Justiça Eleitoral julga improcedente pedido de cassação do prefeito e vice de Umburanas
A Justiça Eleitoral decidiu manter os mandatos do prefeito Fabrício Lopes Ribeiro de Almeida (PRD) e do vice-prefeito Jaelson da Silva Bispo Gonçalves (PSB), eleitos em 2024 no município de Umburanas, na região do Piemonte da Chapada Diamantina.

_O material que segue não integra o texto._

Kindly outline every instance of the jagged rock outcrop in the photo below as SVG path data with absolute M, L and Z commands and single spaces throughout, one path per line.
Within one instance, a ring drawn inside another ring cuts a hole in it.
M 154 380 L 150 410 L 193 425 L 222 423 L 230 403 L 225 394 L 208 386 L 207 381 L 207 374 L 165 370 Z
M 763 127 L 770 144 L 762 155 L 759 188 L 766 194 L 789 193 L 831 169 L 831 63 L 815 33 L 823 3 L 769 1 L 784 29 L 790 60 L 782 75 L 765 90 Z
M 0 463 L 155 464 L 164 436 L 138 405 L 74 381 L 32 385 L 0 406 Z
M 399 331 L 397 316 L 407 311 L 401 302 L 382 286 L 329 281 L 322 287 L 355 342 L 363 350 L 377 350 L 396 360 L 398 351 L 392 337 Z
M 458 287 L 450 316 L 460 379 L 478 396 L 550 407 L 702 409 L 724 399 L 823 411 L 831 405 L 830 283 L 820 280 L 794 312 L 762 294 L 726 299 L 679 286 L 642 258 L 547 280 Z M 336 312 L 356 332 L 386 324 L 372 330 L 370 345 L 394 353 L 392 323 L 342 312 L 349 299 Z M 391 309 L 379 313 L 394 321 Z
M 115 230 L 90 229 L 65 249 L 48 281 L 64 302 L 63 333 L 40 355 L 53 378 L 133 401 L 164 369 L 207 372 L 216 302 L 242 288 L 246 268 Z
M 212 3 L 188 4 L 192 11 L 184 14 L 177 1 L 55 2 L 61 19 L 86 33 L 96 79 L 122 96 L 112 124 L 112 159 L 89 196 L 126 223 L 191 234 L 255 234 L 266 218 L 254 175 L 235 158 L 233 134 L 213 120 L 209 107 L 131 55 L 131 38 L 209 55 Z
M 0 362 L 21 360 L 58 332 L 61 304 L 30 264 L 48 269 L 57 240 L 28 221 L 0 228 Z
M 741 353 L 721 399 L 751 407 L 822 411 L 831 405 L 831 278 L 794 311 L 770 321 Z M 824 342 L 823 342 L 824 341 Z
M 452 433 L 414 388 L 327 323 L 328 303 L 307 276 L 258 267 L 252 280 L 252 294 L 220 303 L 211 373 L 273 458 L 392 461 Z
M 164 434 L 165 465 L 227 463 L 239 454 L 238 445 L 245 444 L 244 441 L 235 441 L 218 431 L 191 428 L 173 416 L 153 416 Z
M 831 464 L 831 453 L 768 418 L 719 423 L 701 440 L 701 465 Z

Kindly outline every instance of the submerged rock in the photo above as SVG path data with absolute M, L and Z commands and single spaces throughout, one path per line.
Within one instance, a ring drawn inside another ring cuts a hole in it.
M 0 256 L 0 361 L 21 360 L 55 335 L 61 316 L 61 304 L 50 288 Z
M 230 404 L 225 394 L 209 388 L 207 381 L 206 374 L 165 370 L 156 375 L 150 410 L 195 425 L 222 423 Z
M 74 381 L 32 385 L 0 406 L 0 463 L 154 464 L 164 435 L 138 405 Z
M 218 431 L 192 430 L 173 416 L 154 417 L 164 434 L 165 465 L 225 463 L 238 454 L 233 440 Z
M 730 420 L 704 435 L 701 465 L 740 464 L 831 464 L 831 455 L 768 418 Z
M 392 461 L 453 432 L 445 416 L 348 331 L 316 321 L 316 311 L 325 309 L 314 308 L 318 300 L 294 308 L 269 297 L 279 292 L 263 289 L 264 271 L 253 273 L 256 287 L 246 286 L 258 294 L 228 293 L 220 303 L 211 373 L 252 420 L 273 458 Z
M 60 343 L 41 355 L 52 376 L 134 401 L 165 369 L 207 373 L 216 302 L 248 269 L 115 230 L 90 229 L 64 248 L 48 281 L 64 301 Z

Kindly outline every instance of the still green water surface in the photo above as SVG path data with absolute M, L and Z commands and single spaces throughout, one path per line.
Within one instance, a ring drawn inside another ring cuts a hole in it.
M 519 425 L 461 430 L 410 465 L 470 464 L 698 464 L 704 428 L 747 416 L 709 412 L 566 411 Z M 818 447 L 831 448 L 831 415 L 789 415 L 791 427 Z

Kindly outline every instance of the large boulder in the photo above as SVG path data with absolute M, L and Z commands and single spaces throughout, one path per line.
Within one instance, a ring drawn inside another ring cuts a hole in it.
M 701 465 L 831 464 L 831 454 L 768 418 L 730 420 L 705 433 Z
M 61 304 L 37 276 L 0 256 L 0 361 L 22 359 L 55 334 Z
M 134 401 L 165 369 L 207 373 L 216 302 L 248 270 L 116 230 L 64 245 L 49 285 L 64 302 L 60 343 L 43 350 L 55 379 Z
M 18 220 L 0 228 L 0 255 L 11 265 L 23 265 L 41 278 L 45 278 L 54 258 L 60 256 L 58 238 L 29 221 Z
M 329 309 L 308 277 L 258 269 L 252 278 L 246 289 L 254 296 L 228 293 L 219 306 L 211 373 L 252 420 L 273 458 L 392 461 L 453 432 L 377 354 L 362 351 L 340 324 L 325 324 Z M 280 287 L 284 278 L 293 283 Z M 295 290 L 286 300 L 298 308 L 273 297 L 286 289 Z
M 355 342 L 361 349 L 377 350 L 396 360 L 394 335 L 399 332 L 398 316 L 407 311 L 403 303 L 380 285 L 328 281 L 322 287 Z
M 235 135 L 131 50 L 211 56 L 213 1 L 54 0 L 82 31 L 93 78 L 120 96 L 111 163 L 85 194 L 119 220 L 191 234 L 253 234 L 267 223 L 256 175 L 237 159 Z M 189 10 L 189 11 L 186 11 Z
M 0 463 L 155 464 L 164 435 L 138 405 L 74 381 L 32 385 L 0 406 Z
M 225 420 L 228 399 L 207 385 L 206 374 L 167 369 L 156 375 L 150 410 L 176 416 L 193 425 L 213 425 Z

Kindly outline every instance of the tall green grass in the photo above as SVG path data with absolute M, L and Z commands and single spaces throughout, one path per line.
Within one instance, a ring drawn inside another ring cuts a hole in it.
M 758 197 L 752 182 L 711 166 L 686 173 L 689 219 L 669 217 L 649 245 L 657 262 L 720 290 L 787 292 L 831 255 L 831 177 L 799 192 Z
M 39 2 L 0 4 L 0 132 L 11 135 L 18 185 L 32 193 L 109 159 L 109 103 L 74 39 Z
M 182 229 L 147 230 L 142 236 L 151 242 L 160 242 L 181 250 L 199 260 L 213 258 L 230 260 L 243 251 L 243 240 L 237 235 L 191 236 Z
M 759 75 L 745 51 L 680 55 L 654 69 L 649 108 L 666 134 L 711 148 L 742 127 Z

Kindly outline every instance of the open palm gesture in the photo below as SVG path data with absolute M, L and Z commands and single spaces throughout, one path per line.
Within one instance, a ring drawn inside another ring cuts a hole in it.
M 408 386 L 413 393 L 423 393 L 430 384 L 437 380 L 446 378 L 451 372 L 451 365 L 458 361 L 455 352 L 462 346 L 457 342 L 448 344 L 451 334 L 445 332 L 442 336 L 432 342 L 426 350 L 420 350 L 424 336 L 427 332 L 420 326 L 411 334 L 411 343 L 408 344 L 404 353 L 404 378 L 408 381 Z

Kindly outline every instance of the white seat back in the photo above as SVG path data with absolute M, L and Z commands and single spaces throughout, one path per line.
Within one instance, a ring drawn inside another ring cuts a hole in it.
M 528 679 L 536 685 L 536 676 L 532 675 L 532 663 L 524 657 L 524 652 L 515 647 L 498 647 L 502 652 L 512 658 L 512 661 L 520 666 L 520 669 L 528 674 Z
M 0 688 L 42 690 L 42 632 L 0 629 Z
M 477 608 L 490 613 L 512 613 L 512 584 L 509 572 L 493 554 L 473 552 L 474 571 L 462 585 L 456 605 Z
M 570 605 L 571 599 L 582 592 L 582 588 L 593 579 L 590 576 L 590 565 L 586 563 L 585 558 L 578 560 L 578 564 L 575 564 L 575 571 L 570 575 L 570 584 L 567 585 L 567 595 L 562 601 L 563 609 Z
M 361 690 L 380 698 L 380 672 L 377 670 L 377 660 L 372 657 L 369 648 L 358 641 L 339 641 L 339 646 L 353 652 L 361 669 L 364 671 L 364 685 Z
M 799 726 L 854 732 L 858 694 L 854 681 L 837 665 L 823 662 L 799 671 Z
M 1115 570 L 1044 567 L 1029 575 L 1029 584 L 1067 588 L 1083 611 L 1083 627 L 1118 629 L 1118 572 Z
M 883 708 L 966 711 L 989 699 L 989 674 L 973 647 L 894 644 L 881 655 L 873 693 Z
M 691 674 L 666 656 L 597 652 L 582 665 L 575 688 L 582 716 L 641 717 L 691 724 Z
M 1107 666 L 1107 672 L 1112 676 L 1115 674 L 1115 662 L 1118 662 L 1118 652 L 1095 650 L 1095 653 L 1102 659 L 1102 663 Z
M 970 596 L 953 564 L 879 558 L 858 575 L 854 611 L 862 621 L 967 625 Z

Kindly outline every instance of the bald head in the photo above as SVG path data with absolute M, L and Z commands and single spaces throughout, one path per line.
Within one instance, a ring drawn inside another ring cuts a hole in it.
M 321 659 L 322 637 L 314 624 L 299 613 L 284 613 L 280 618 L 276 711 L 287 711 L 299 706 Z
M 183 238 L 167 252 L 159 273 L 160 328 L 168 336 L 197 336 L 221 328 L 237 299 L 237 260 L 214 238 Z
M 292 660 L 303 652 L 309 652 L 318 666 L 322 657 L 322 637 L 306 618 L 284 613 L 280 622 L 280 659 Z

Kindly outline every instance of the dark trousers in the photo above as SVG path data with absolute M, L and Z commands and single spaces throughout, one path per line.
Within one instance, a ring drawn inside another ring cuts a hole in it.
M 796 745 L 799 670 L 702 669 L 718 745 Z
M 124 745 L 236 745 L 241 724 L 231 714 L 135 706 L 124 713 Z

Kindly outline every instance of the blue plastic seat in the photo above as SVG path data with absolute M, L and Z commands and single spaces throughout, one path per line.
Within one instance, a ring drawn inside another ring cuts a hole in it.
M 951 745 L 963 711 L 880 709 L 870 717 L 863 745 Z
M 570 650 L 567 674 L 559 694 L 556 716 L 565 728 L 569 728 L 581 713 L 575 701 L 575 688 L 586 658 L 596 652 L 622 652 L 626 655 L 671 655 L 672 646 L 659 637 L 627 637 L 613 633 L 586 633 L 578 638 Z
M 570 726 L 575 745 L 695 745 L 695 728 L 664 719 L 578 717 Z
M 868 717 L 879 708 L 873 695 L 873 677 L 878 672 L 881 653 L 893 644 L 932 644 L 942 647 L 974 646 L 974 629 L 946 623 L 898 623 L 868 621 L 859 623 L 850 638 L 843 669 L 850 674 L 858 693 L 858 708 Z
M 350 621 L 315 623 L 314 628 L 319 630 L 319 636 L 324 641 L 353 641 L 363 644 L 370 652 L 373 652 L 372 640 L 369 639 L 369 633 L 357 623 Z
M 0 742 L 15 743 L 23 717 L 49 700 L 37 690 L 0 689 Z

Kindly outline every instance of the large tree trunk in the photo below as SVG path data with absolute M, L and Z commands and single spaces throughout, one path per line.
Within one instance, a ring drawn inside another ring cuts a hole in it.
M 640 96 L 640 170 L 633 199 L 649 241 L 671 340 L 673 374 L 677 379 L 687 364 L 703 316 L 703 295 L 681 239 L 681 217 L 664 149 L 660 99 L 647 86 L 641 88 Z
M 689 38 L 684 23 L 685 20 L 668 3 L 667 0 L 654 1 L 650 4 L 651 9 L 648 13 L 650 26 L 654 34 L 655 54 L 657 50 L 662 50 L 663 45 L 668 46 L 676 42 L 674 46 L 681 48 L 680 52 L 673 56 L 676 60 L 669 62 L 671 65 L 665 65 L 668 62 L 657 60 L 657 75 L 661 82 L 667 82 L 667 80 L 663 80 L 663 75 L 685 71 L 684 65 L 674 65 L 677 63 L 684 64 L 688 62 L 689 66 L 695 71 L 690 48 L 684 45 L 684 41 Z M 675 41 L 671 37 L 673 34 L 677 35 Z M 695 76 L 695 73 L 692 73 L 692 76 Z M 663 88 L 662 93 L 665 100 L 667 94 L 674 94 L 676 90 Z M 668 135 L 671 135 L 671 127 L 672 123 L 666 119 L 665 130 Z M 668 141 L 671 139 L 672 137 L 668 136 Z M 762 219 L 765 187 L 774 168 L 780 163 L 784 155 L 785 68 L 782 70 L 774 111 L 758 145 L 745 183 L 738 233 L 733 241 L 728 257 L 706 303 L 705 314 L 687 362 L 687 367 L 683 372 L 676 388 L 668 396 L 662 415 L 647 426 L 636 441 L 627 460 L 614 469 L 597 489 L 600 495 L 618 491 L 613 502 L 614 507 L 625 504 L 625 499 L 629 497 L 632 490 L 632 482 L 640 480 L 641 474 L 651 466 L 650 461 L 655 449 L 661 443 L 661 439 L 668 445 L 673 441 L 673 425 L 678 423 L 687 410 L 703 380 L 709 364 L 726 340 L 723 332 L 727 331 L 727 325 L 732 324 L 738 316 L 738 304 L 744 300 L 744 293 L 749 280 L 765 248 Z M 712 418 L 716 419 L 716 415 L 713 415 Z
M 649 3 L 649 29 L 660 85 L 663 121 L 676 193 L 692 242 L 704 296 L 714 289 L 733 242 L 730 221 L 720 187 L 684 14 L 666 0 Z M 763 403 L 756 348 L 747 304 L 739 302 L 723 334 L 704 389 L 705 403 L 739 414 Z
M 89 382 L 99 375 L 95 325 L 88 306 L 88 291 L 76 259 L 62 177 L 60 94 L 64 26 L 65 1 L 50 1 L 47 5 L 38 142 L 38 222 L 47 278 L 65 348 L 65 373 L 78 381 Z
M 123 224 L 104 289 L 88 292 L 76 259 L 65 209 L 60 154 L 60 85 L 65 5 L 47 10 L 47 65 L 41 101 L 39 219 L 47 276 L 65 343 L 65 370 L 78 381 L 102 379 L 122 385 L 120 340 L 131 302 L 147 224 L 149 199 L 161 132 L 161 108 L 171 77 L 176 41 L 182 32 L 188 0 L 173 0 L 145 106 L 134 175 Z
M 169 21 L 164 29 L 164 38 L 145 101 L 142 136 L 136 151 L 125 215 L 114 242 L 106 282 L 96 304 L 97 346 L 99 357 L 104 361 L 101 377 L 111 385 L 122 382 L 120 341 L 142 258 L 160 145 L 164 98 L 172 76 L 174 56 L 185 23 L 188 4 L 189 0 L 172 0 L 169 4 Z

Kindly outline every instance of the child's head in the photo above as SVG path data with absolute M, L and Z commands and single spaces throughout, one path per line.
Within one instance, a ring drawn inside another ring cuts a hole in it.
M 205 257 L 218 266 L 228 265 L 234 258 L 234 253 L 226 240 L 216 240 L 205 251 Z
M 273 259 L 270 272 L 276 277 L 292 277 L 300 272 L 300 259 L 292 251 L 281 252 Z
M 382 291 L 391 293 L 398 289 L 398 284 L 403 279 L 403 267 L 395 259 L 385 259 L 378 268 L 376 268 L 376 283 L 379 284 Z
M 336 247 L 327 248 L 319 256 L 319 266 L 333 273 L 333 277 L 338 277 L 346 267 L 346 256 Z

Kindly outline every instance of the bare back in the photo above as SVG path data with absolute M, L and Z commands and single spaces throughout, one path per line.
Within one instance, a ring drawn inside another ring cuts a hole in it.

A sentença foi proferida pelo juiz Jesaías da Silva Puridade, que julgou improcedente a Ação de Investigação Judicial Eleitoral (AIJE) movida pela oposição.
Falta de provas
A decisão acompanhou o parecer do Ministério Público Eleitoral (MPE) da 167ª Zona Eleitoral de Jacobina, que apontou inexistência de provas suficientes para sustentar as denúncias.
A ação foi proposta por Lanes da Silva Roque (PSD), ex-candidato derrotado no pleito.
Entre as acusações estavam:
• Captação ilícita de sufrágio (suposta compra de votos e distribuição de combustíveis);
• Abuso de poder político (contratações temporárias irregulares e perseguição a servidores);
• Uso da máquina pública (emprego de servidores, tratores e aeronaves em campanha);
• Propaganda irregular com inauguração de obras em período eleitoral.
Entendimento do magistrado
Ao analisar o mérito, o juiz destacou que sanções como cassação de mandato e inelegibilidade exigem provas robustas e incontestáveis.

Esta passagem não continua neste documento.